Ciamis, Faktaindonesianews.com – Pemerintah Kabupaten (Pemkab) Ciamis kembali menunjukkan komitmennya dalam memperkuat peran perempuan dan meningkatkan kualitas hidup keluarga melalui Program Peningkatan Peranan Wanita Menuju Keluarga Sehat dan Sejahtera (P2WKSS). Program ini memasuki tahap evaluasi akhir tingkat Provinsi Jawa Barat di Desa Sukamulya, Kecamatan Purwadadi, pada Kamis (27/11/2025).
Bupati Ciamis Herdiat Sunarya menegaskan bahwa esensi program bukanlah sekadar mengikuti perlombaan, tetapi memastikan terjadinya perubahan nyata dalam kehidupan keluarga binaan. Menurutnya, perempuan memiliki peran besar dalam mewujudkan keluarga yang sehat, mandiri, dan berdaya.
“Tujuan utama kami mengikuti P2WKSS ini adalah menciptakan perubahan keluarga menuju arah yang lebih baik,” ujar Herdiat.
Sasaran 100 Keluarga Binaan dengan Pendampingan Lintas Perangkat Daerah
Kepala Dinas P2KBP3A Ciamis Yoyo menjelaskan, program P2WKSS berjalan sejak Februari hingga November 2025 dengan fokus pada 100 kepala keluarga binaan. Pelaksanaan program melibatkan kolaborasi lintas perangkat daerah, mitra kerja, serta elemen masyarakat.
“Kami menyampaikan terima kasih atas dukungan semua pihak dalam pelaksanaan program terpadu P2WKSS. Semoga program ini benar-benar memberikan manfaat dan daya guna bagi pembangunan,” jelas Yoyo.
Ia menambahkan, program P2WKSS memberikan intervensi pada berbagai aspek sekaligus, mulai dari penguatan keluarga, peningkatan kualitas permukiman, kesehatan, pendidikan, hingga ekonomi produktif. Pendekatan menyeluruh inilah yang menjadi kunci perubahan di Desa Sukamulya.
Penguatan Kesehatan, Pendidikan, dan Lingkungan
Bidang kesehatan menjadi fokus utama melalui pembinaan Perilaku Hidup Bersih dan Sehat (PHBS), optimalisasi posyandu, edukasi rumah bebas asap rokok, serta pengelolaan sampah dengan sistem bank sampah.
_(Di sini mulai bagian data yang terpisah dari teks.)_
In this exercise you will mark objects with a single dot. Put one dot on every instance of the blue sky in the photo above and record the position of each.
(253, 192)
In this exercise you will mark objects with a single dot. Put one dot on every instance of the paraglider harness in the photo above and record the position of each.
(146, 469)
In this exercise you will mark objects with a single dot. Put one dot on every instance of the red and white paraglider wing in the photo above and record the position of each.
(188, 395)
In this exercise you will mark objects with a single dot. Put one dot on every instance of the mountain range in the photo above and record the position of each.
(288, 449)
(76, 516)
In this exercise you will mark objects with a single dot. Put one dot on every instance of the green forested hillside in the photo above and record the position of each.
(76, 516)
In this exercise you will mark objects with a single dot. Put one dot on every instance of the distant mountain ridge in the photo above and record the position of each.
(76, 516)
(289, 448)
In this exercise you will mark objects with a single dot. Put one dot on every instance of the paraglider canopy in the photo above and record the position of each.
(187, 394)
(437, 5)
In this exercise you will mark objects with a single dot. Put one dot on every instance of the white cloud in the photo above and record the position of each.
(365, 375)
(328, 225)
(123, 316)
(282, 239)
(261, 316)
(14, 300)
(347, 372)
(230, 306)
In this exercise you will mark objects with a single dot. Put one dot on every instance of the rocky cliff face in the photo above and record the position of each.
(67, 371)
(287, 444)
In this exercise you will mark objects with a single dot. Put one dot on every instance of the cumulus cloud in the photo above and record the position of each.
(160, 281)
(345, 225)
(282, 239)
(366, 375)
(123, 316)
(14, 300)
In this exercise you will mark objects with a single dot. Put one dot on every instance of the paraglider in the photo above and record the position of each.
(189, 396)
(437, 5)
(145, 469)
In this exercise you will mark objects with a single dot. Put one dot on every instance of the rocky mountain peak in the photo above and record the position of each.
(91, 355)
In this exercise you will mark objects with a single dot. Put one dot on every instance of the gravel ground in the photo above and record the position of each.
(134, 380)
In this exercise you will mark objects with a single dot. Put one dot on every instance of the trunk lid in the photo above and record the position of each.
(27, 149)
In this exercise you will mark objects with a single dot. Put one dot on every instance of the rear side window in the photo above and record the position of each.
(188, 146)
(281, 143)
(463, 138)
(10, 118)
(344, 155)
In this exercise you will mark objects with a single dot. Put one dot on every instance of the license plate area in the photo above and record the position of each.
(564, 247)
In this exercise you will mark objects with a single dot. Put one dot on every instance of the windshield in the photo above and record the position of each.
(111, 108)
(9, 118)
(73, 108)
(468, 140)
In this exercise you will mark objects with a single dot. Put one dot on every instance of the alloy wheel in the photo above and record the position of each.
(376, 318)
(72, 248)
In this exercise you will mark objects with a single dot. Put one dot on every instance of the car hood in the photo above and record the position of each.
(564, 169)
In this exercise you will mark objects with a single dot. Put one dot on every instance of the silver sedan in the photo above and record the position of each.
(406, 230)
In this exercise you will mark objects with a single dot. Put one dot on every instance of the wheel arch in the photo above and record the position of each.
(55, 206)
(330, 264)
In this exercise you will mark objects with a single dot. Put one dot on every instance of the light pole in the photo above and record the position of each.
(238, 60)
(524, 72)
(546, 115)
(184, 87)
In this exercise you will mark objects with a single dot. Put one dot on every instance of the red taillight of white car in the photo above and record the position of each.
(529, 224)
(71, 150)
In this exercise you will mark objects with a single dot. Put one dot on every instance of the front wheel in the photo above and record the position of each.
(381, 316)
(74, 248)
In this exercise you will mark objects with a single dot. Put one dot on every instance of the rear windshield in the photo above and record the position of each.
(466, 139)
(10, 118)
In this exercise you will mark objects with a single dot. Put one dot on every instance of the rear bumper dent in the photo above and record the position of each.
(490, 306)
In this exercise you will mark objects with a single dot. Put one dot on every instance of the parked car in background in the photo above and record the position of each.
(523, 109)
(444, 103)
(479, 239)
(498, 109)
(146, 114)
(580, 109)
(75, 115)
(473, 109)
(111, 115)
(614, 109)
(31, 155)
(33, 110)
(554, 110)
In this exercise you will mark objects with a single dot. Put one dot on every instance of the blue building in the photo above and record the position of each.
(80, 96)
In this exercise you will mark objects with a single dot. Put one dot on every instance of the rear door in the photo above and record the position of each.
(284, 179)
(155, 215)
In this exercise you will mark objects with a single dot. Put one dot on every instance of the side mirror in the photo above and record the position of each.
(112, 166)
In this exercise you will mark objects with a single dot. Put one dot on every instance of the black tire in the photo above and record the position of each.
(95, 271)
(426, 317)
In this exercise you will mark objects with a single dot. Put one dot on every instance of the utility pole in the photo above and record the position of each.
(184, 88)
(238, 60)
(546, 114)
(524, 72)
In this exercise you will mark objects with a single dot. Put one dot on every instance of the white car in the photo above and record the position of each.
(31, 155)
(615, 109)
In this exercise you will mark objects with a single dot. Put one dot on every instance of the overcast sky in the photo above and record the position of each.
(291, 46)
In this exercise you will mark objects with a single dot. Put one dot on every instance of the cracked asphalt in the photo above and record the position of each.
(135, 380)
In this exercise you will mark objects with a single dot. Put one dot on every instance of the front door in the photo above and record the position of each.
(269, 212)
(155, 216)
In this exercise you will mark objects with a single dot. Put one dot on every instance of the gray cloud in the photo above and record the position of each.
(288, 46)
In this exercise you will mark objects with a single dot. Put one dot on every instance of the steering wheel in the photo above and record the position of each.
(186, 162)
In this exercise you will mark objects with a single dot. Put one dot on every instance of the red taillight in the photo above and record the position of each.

Selain itu, desa mendapat pembangunan sarana air bersih dan MCK komunal, yang sangat dibutuhkan masyarakat.
Di bidang pendidikan, keberadaan PKBM paket B dan C, pembentukan pojok baca, taman bacaan, serta kewajiban membaca bagi ibu-ibu posyandu menjadi langkah strategis peningkatan literasi keluarga. Upaya ini diarahkan agar ibu memiliki peran kuat sebagai pendidik pertama bagi anak.
Sementara di bidang sosial dan perlindungan masyarakat, pemerintah desa melakukan pendataan keluarga pra-sejahtera, penguatan mekanisme penanganan kekerasan berbasis desa, pembinaan remaja terkait keagamaan dan bahaya narkoba, serta penguatan siskamling sebagai upaya menciptakan lingkungan yang aman.
Perempuan Jadi Penggerak Utama Pemberdayaan
Pemberdayaan perempuan menjadi prioritas melalui program Sekolah Perempuan (Sekoper) Jawa Barat yang diikuti oleh warga binaan Desa Sukamulya. Para perempuan desa dibekali pengetahuan mengenai kesehatan, pengelolaan keuangan keluarga, hingga keterampilan produktif.
Program juga melahirkan berbagai inovasi lokal, seperti:
-
Kaswarga (Kader Asuh Warga)
-
Gerakan Gemes Cantik untuk pencegahan stunting
-
Sigini (olahan pangan lokal)
-
Produksi olahan biji karet
-
Pembuatan pakan dari keong
-
Pemanfaatan tanaman obat keluarga menjadi produk jamu
Inovasi-inovasi ini membuktikan bahwa perempuan dapat menjadi motor penggerak ekonomi desa.
Apresiasi Tim Penilai Provinsi
Tim penilai dari DP3AKB Provinsi Jawa Barat bersama unsur akademisi, Dinas Pendidikan, Dinas Kesehatan, dan TP PKK memberikan apresiasi atas kelengkapan data eviden serta kekuatan kolaborasi lintas sektor. Desa Sukamulya dinilai mampu menjalankan program terpadu secara konsisten dan terstruktur.
Program P2WKSS di Desa Sukamulya dianggap sebagai model pembangunan keluarga berbasis pemberdayaan perempuan dengan dampak sosial yang terukur.